The authors first perform scRNAseq on skin biopsy samples from five patients with L-lep and five patients that had undergone reversal to T-lep (RR samples). Clustering analysis identified 12 general cell types shared by all patients. These included myeloid cells and T-lymphocytes, which generally make up the majority of a granuloma, as well as skin-specific cells such as fibroblasts and keratinocytes. The authors then subset the myeloid and T-cell compartments to look more closely at immune cell phenotypes. Uncontrolled infection L-lep samples contained significantly more macrophage subsets expressing antiviral response genes (annotated as ML1 cells) as well as macrophages expressing altered lipid metabolism genes (ML2 cells). On the other hand, samples from patients undergoing reversal were abundant in dendritic cells and M1-like macrophages (ML4 cells). An additional macrophage subset, ML3, represented a transition population between the L-lep dominant ML2 subset and the RR dominant ML4 subset. The authors then used pseudotime analysis to infer a trajectory from the ML2 macrophage state to the ML4 state, with ML3 as a transition state. The cytokines IL1β and IFNγ were identified as upstream drivers of this trajectory, turning on dozens of antimicrobial genes with known direct bactericidal effects again M. leprae.
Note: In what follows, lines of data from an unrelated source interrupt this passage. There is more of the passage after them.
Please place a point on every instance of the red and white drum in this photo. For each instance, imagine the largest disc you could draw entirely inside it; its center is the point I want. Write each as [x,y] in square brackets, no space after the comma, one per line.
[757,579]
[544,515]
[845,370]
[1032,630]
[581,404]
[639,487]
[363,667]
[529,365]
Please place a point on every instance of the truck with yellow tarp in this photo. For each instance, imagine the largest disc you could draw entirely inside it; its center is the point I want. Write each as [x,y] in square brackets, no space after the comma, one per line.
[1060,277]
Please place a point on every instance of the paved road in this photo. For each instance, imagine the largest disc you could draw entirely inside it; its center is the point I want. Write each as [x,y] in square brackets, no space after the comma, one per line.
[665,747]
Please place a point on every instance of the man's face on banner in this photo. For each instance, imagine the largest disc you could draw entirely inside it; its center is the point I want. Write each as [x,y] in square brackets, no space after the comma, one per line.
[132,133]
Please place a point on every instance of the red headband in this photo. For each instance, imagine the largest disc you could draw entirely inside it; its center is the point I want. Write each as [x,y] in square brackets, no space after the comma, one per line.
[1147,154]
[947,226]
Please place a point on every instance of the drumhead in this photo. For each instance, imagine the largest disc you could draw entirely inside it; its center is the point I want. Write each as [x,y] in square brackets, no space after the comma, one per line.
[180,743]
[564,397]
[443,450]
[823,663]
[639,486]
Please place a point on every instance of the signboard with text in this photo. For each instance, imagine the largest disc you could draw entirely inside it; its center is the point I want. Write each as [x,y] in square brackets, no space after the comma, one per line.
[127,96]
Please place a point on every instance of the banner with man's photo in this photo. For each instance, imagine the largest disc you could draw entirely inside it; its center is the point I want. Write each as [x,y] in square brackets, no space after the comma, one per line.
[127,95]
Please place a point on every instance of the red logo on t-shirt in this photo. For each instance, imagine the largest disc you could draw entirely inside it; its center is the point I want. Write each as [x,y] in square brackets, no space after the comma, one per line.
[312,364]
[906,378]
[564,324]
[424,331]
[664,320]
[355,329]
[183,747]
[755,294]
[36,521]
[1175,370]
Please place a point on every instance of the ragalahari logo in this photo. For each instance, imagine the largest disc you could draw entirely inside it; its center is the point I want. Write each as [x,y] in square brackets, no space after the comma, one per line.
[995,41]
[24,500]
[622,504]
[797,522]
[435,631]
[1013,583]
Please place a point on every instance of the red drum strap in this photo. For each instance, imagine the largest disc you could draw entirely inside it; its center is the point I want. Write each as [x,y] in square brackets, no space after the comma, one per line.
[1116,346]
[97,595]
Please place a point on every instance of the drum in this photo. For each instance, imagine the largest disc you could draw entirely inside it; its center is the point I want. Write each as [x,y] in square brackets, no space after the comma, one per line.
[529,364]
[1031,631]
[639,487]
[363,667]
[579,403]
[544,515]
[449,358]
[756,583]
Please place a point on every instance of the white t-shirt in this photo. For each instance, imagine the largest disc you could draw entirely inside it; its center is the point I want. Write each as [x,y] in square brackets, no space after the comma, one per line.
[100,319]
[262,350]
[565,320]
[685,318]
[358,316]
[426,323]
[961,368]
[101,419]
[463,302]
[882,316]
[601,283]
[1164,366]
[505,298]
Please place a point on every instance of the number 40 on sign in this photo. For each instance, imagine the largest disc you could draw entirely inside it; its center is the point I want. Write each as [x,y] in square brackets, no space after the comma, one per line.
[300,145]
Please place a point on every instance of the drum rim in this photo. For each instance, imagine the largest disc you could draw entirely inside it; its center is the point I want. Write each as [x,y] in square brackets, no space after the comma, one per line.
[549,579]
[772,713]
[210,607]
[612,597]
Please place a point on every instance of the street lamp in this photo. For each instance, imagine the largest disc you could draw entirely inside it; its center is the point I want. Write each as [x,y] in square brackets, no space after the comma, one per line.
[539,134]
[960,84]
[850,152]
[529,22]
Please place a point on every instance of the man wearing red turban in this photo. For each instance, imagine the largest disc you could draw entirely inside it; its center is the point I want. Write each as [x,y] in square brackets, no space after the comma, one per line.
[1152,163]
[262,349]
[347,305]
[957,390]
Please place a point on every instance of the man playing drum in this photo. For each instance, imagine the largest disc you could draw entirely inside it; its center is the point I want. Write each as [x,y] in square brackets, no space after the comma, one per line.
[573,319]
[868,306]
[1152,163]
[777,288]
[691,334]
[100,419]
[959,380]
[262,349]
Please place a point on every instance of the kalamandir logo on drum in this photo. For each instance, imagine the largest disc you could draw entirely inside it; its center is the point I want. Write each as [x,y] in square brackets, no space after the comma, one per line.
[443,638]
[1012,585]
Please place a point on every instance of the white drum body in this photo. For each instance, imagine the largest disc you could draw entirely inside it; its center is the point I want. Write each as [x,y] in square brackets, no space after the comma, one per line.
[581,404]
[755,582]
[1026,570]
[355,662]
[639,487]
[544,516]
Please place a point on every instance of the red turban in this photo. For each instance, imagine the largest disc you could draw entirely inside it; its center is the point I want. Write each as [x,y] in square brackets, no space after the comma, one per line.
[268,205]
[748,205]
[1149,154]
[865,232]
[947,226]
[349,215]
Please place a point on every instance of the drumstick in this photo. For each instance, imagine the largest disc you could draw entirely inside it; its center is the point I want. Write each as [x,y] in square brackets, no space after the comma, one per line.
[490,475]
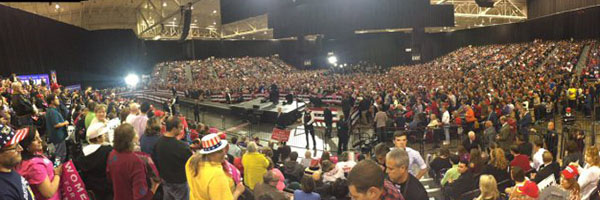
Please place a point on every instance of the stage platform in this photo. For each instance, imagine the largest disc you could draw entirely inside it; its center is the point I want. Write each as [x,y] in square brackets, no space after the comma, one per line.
[264,111]
[267,111]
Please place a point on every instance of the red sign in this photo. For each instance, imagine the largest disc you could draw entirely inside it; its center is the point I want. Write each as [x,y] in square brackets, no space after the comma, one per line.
[71,185]
[281,135]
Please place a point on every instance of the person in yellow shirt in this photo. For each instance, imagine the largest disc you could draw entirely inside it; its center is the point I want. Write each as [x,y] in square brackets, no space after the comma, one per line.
[205,174]
[572,95]
[255,166]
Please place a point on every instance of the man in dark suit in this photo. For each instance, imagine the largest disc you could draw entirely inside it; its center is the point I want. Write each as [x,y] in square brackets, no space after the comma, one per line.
[343,134]
[328,121]
[472,142]
[551,139]
[524,123]
[504,137]
[493,118]
[464,183]
[196,112]
[346,106]
[549,168]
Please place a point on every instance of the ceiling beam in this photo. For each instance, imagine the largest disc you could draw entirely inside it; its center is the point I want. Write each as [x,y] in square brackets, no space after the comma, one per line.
[490,16]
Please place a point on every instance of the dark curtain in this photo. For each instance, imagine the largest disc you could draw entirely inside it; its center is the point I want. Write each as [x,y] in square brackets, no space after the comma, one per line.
[539,8]
[34,44]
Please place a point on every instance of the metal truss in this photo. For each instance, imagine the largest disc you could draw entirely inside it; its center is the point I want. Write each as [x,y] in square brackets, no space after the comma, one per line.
[154,21]
[503,9]
[252,26]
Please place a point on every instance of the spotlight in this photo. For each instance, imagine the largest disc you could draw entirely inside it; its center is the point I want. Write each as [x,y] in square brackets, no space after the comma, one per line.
[332,59]
[132,80]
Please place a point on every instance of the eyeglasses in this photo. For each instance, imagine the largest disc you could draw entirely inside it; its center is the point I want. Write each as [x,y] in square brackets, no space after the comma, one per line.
[17,148]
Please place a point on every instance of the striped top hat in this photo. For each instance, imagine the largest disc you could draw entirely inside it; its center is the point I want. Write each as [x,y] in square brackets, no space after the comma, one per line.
[8,136]
[212,143]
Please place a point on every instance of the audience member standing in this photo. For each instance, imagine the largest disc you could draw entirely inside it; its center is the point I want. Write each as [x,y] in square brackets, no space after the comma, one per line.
[255,165]
[306,191]
[269,187]
[523,188]
[343,134]
[140,121]
[125,169]
[487,186]
[170,156]
[569,183]
[400,141]
[14,186]
[464,183]
[328,118]
[590,173]
[21,105]
[56,126]
[151,135]
[308,119]
[367,181]
[92,165]
[37,169]
[397,170]
[205,174]
[380,122]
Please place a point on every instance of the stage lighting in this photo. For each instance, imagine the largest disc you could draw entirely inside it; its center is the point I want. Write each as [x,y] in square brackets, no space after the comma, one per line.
[332,59]
[132,80]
Next, the authors generated a complementary spatial sequencing dataset from skin biopsy samples containing granulomas using the Visium platform (10x Genomics). Using cell-specific expression matrices from the existing scRNAseq dataset, cell type composition for each spatially sequenced spot was determined. The concordance of cell type-specific antimicrobial gene expression between the single-cell and spatial datasets was high, and spatial sequencing allowed the authors to visualize the architecture of the various immune subsets and expression of key antimicrobial genes within the granuloma structure. Notably, in RR and T-lep granulomas, ML3 (transition) and ML4 (M1-like) macrophages formed the core of a relatively organized structure, with lymphocytes and dendritic cells in the “mantle” zone surrounding this core. In contrast, in L-lep granulomas, ML2 macrophages and antiviral macrophages predominated, perhaps limiting the extent of antimicrobial gene expression by immune cells in the vicinity and contributing to uncontrolled infection. Importantly, the combination of spatial and single-cell transcriptome sequencing identified new roles for fibroblasts and keratinocytes, found on the periphery of the granuloma structure. Antimicrobial gene expression in these subsets was spatially mapped onto cell-type-resolved granuloma maps. The authors suggest these non-immune cell types may play an important role in antimicrobial gene expression and bacterial control.
These exciting findings generate many new avenues of investigation. For example, do dendritic cells or T cells influence the antimicrobial expression of nearby fibroblasts and keratinocytes? Similarly, are changes in cell-cell interaction related to increased expression of IL1β and IFNγ? Additional technical progress in spatial sequencing, such as obtaining higher resolution to approach single-cell localization and increasing the number of genes detected per imaged region, will go a long way towards answering questions like this. Similarly, development of spatial-sequencing-specific analysis methods that leverage cell-proximity information will also serve to clarify the underlying biology of an evolving granuloma.